Otra vez, retiro la media, busco el botón del volumen y bajo el volumen pues,
ahora, una señorita, con una nariz prominente y respingada, con una sonrisa, me
lo exige a manera de petición.
No tengo la más mínima idea de lo que hago en este lugar y no me refiero al
mundo, al Perú, a Lima, a mi casa, no, me refiero a estricta y literalmente a este
lugar, la biblioteca, el pabellón I, en esta silla y escribiendo con un lapicero, que
casi no tiene tinta, naranja y de un instituto con dos sedes muy lejanas de este
lugar.
Si no se han preguntado porque, si no tengo clases y vivo tan cerca, por que no
me voy a mi casa a escuchar a Silvio citar las palabras de Bertolt Brecht: hay
hombres que luchan un día, y son buenos, hay otros que luchan un año, y son
mejores, hay quienes luchan muchos años, y son muy buenos, pero hay los que
luchan toda la vida, esos son los imprescindibles, y luego acompañarlo con una
armoniosa guitarra, es que les pasa lo mismo. Es que detestan la soledad de un
departamento que, siendo para tres personas, siempre está vacío, y yo, cuando
estoy en el, solo y, recordando a un grupo argentino, me corrijo, mas bien,
acompañado por nadie. No me he acostumbrado, ni lo quiero hacer, a vivir así,
así, que tu mamá te llame para decirte que va a llegar tarde y que, como siempre,
comeras solo, disculpen, acompañado por nadie.

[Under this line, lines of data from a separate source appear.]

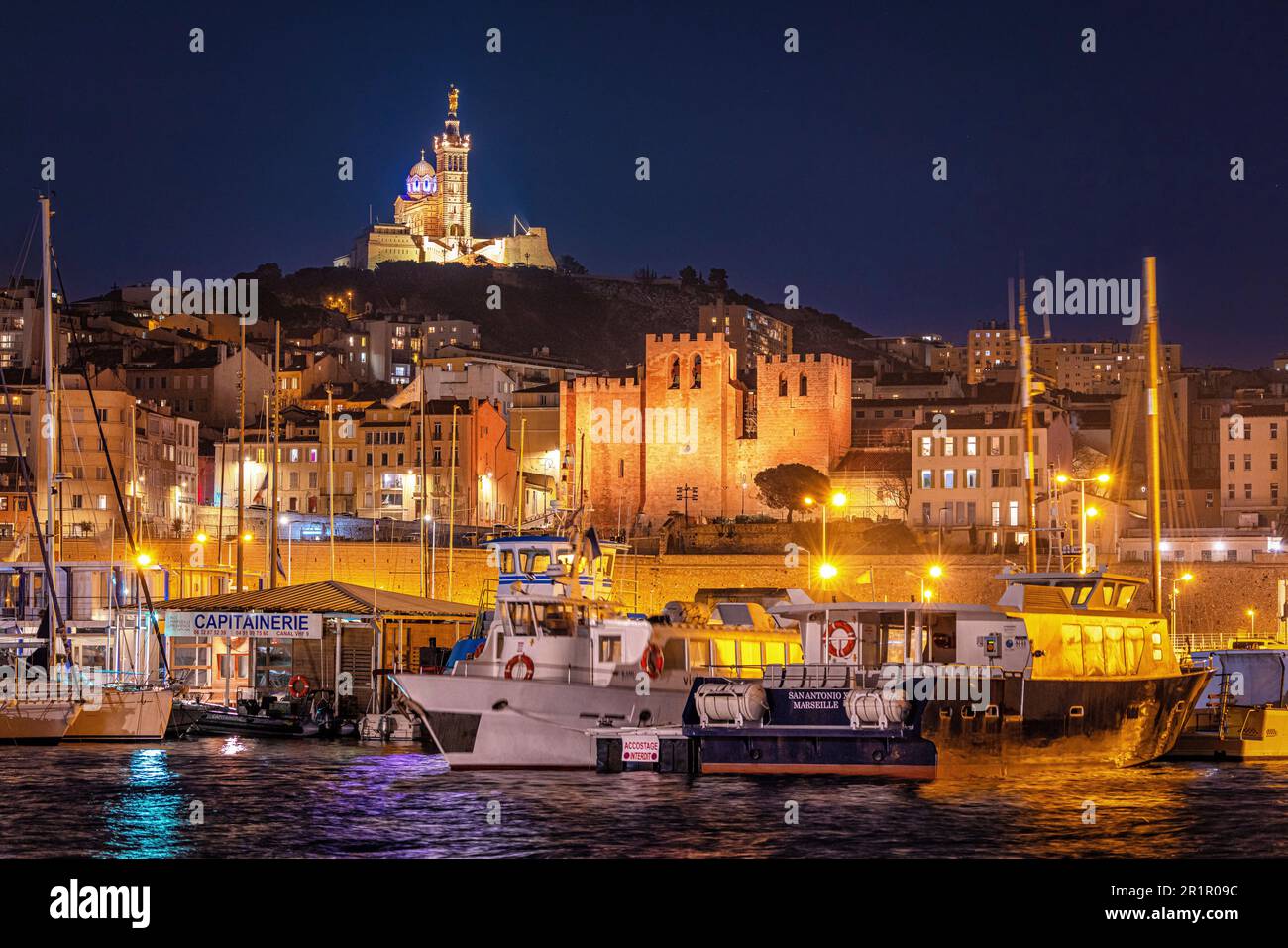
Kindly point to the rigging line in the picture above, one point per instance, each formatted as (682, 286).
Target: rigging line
(21, 263)
(116, 484)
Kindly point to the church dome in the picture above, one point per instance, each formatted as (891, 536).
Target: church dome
(420, 179)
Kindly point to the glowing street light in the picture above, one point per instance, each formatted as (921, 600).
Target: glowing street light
(837, 500)
(1103, 478)
(1176, 600)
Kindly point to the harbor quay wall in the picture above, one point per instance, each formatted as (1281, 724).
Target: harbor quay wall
(1216, 603)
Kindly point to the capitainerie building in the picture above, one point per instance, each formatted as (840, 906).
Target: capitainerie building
(432, 220)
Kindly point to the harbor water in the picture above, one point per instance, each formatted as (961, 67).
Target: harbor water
(244, 797)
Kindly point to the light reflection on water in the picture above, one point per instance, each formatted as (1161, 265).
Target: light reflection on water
(307, 797)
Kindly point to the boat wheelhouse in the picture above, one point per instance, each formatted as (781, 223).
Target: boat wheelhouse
(535, 562)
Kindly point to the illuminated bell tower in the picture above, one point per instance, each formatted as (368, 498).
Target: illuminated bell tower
(451, 156)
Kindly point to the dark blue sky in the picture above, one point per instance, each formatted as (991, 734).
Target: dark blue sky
(811, 168)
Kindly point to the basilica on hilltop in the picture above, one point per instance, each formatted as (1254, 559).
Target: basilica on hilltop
(432, 218)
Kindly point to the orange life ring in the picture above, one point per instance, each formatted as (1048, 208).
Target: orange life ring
(840, 646)
(529, 669)
(652, 660)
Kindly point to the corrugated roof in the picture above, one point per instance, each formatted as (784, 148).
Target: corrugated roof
(334, 597)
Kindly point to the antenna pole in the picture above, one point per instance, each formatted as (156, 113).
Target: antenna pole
(1151, 407)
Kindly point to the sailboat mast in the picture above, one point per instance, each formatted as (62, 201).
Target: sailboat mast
(1030, 500)
(241, 459)
(50, 424)
(1155, 454)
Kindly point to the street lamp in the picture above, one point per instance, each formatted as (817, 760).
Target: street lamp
(837, 500)
(934, 572)
(1103, 479)
(290, 559)
(1176, 601)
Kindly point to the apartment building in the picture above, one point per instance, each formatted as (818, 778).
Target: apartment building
(751, 333)
(990, 347)
(377, 463)
(1253, 485)
(1099, 366)
(967, 473)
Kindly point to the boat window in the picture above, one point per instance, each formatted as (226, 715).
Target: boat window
(536, 561)
(673, 655)
(520, 618)
(1077, 592)
(1094, 649)
(610, 648)
(1116, 659)
(1134, 648)
(1070, 651)
(557, 618)
(725, 655)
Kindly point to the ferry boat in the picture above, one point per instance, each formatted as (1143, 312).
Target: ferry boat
(1060, 672)
(561, 659)
(1241, 712)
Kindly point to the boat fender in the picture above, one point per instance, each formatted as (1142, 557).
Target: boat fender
(840, 638)
(515, 661)
(652, 660)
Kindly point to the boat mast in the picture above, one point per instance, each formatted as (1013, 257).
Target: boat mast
(1155, 455)
(275, 450)
(241, 456)
(1026, 402)
(50, 425)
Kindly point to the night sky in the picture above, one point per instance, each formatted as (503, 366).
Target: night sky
(811, 168)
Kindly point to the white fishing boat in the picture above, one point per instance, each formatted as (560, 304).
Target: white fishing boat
(561, 659)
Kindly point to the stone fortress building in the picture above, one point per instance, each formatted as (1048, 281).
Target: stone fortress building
(686, 420)
(433, 218)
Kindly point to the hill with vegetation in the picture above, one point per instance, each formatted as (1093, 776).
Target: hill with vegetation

Veo a Stephany pararse. Su jean, polo negro con blancas mangas, me obligan a
pensar en la primera que conocí y amé para, recién, darme cuenta que no se
parecen en nada.

Como en un colegio, llevó su mascota, nueva, pequeña, adorable, negra, un


conejo. Fue la sensación de la clase en el momento en que la modorra gana al
trabajo en grupo. Lo cargue con mi mano izquierda y le sobé los pelos de las
espalda y, después de hacer movimientos con su boca, se empezó a quedar
dormido ¿será verdad que, según muchas gentes, se mueren si los tocas mucho?
No quiero pensar en eso. No quiero pensar que fuese cierto.